I’m back from Tanzania, safe and sound, eyes open a little wider, and heart and mind changed a bit from when I left…
I wanted to share just a few snapshots from my time in Tanzania, in somewhat of a chronological order, so here goes!
Let me just say this trip did not disappoint my hope of experiencing a taste of the beauty and adventure that Africa has to offer. Me and my American teammates arrived in Kilimanjaro, TZ after 5 flights and joined up with the rest of the 5 short-term team members. We then drove an hour into Arusha, spent a night there, and headed to the bush! We had a 5ish hour drive ahead of us, including a debatable shortcut that threatened some muddy patches we hoped we wouldn’t get stuck in.
We got a flat tire because what is a welcome to Africa without some unexpected happenings… And then while on the shortcut, Mat (our driver, member of the long-term TIMO team) saw a particularly muddy patch of road up ahead. He got out of the car to assess the situation, got back in the car, took a deep breath and said “I’m not gonna lie, guys, I’m kinda scared.” Then he put the car in drive and off we went, fast so as not to get stuck, and we all held our breath. We cheered and laughed when we cleared the muddy patch and were even more grateful after driving by a bus that had gotten stuck just a little up ahead.
I don’t know why exactly, but at that moment, it hit me – “I’m in Africa… and I love it!”
We arrived to Busi late that evening and were split up into pairs – 2 TIMO Questers (short-termers) to each of the TIMO (long-term) member’s houses. I and another American, Sean, would be staying at Mat and Miranda’s house along with their two girls, Thailie (5) and Nia (2 1/2). However, the next day I learned that I’d be leaving for a home stay with one of the Busi residents for 3 days – on the very next day after that. Welcome and -surprise- see ya later!
My home stay was a great experience and, in hindsight, I know it was a great way to be thrown into the community and culture. The language barrier made for some awkward hours of silence, for sure, but I know I learned a lot about life in Busi in those few short days.
Mama Petro and her husband, one of the doctors at the Busi Health Center, were my hosts for 3 days. They had a very nice home and Mama Petro had a reputation as an excellent cook. I was very relieved to find out that people in Busi love having guests and that they were excited and honored that the TIMO team were sharing their guests! I wasn’t sure what they would make of us and how they would receive us. But I quickly found that they were thrilled we were visiting, interested in learning their language, and would eat any meal they put in front of us!

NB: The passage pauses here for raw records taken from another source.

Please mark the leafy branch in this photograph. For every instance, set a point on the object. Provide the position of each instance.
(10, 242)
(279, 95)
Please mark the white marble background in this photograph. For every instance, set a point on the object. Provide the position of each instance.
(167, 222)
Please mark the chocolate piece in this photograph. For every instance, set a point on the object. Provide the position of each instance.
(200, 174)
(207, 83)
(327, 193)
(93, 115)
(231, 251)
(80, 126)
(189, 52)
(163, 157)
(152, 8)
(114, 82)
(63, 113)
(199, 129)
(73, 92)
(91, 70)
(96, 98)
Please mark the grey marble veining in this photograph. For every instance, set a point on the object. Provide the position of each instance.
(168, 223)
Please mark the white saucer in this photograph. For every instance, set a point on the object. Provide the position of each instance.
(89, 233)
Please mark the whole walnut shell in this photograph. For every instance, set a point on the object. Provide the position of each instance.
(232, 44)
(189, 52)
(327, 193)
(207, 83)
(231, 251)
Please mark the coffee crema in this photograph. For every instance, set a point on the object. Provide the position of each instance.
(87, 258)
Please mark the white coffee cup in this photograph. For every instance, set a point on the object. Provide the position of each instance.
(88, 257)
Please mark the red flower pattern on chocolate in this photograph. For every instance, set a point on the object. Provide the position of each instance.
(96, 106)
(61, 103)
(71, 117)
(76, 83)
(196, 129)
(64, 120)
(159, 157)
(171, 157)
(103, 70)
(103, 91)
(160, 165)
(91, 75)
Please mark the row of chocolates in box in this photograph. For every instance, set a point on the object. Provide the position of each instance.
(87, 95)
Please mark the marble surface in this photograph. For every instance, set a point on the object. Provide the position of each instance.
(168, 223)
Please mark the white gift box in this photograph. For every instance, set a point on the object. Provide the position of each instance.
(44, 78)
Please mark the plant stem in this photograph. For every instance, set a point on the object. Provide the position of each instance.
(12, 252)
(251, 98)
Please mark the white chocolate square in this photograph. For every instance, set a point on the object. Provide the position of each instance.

I was very well-fed, indeed, and most of my time was spent chopping vegetables, stirring pots, washing dishes, and sitting next to a coal cooker with Mama Petro working on the next meal or snack. One of my favorite things I was introduced to in Tanzania is ugi – it is a millet porridge type drink that Mama Petro makes with a heaping spoon of butter and sugar – it is delicious!
On the second day there, I met many of the women who worked at the Health Center as they would come by Mama Petro’s for some ugi or chai and just sit on the front porch for awhile. Eventually, they let on that they knew some English! And then the floodgates of communication seemed to open! I learned lots of Rangi and Swahili words and I had a notebook full of words suddenly! We laughed a lot at my pronunciation of things and they told me they enjoyed practicing their English. One of my favorite Rangi words was “kidandarika” which means thunderstorm and we all died laughing when they learned the phrase “flip-flop” and struggled to say it without getting tongue-tied. This was the start of some very good friendships I had in Busi.
On the third day, I was excited when Mama Petro pulled out an English/Swahili Bible! I read Psalm 16 and Romans 1 in English and then she read in Swahili. I was praying all the while that God would use His Word to minister to Mama Petro. It ministered to my own heart and it was a blessing to share that time with my host.
Before I left, Mama Petro presented me with the gift of a chicken, who I promptly named Mama Kidandarika. Though I later figured out it was, indeed, a boy chicken (a rooster, apparently I need to get out of the city more often). Mama Petro then walked me home, cradling my chicken like the precious gift that it was, and I was very grateful for both my time at her house and to be back at Mat and Miranda’s! A couple weeks later, I helped kill the chicken and cooked it up just the way I had seen Mama Petro do it. (With lots of oil, garlic, onion, tomato, and only 4-5 hours of work!) It got rave reviews.